Die Frage, wohin man Teile der Produktion in den zurückliegenden drei ­Jahren bereits verlagert hat und welche Verlagerungspläne es für die kommenden drei Jahre gebe, dokumentiert eindrucksvoll, dass Europa generell ein Problem hat: In der jüngeren Vergangenheit wurde der Großteil der Kapazitäten, nämlich 81 Prozent, von Österreich in ein anderes EU-Land verlagert. In Zukunft haben das jedoch nur noch 44 Prozent vor. Damit ist Europa nicht mehr der ­bevorzugte Kontinent, denn 46 Prozent liebäugeln mit einer Abwanderung Richtung Asien. Den stärksten Trendwechsel gibt es aber in Bezug auf die USA: In den zurückliegenden drei Jahren haben nur neun Prozent der Unternehmen Teile der Produktion von Österreich in die USA verlagert, in den kommenden zwei bis drei Jahren planen das hingegen bereits 27 Prozent der befragten Unternehmer. Offenbar haben diverse Subventions- und Konjunkturprogramme in den USA die Attraktivität des Standorts erhöht. Auch die US-Konjunktur hat sich zuletzt stärker entwickelt als jene in Europa.

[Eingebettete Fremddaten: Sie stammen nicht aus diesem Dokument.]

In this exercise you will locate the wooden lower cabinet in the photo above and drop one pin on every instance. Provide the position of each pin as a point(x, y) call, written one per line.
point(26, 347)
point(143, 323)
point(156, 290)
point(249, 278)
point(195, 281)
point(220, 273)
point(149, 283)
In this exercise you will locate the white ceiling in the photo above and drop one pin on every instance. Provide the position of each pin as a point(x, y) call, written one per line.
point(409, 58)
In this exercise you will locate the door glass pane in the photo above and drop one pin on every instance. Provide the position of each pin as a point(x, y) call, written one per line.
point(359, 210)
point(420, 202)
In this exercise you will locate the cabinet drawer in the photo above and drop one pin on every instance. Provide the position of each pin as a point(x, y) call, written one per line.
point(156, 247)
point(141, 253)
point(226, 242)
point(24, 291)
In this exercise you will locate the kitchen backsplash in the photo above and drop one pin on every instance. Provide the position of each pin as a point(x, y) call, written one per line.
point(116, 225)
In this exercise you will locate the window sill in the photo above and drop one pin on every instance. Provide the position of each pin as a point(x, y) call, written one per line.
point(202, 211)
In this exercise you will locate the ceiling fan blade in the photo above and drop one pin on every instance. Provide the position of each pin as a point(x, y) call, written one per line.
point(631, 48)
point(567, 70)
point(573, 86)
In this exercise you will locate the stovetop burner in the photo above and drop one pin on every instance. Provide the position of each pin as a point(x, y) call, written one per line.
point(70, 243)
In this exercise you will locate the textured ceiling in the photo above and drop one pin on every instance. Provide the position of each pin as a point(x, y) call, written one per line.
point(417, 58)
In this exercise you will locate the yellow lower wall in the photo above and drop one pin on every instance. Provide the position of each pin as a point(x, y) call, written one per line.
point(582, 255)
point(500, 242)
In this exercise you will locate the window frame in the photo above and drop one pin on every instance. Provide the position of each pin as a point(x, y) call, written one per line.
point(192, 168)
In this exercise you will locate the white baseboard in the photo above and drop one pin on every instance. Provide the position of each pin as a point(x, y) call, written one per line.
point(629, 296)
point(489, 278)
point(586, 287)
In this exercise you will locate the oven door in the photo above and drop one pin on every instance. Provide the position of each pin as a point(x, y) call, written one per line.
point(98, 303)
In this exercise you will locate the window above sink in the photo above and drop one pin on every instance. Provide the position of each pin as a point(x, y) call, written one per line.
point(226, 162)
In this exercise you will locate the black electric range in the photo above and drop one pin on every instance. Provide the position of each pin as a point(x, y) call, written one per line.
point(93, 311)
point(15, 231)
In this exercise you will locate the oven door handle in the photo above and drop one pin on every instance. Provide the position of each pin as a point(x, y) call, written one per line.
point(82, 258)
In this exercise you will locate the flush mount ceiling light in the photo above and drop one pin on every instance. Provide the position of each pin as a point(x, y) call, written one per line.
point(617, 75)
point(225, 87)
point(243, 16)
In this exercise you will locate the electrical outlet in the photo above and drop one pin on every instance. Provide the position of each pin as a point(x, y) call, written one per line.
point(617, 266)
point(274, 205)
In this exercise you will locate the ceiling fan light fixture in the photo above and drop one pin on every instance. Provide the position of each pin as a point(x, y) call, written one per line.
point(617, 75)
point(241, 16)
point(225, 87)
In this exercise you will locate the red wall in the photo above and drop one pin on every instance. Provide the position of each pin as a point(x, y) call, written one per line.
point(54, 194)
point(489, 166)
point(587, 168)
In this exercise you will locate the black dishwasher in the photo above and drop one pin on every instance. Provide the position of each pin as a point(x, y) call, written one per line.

„Die Produktionsverlagerung ist bereits gelebte Realität“, sagt Mahrer, „die Lage ist extrem besorgniserregend.“ Europa sei am absteigenden Ast. Das sieht auch Stefan Pierer so. Er zeichnet ein gar düsteres Bild: Durch die hohen Energie- und Lohnkosten, fehlende Arbeitskräfte und Überregulierung statt Anreizsystemen werden Österreich und die EU als Industriestandort international bald nicht mehr konkurrenzfähig sein, fürchtet der Industrielle. Laut ­Mahrer leiden viele heimische Unternehmen aktuell vor allem auch darunter, dass sie an der schwächelnden deutschen Wirtschaft hängen. Schließlich ist Deutschland Österreichs mit Abstand wichtigster Handelspartner.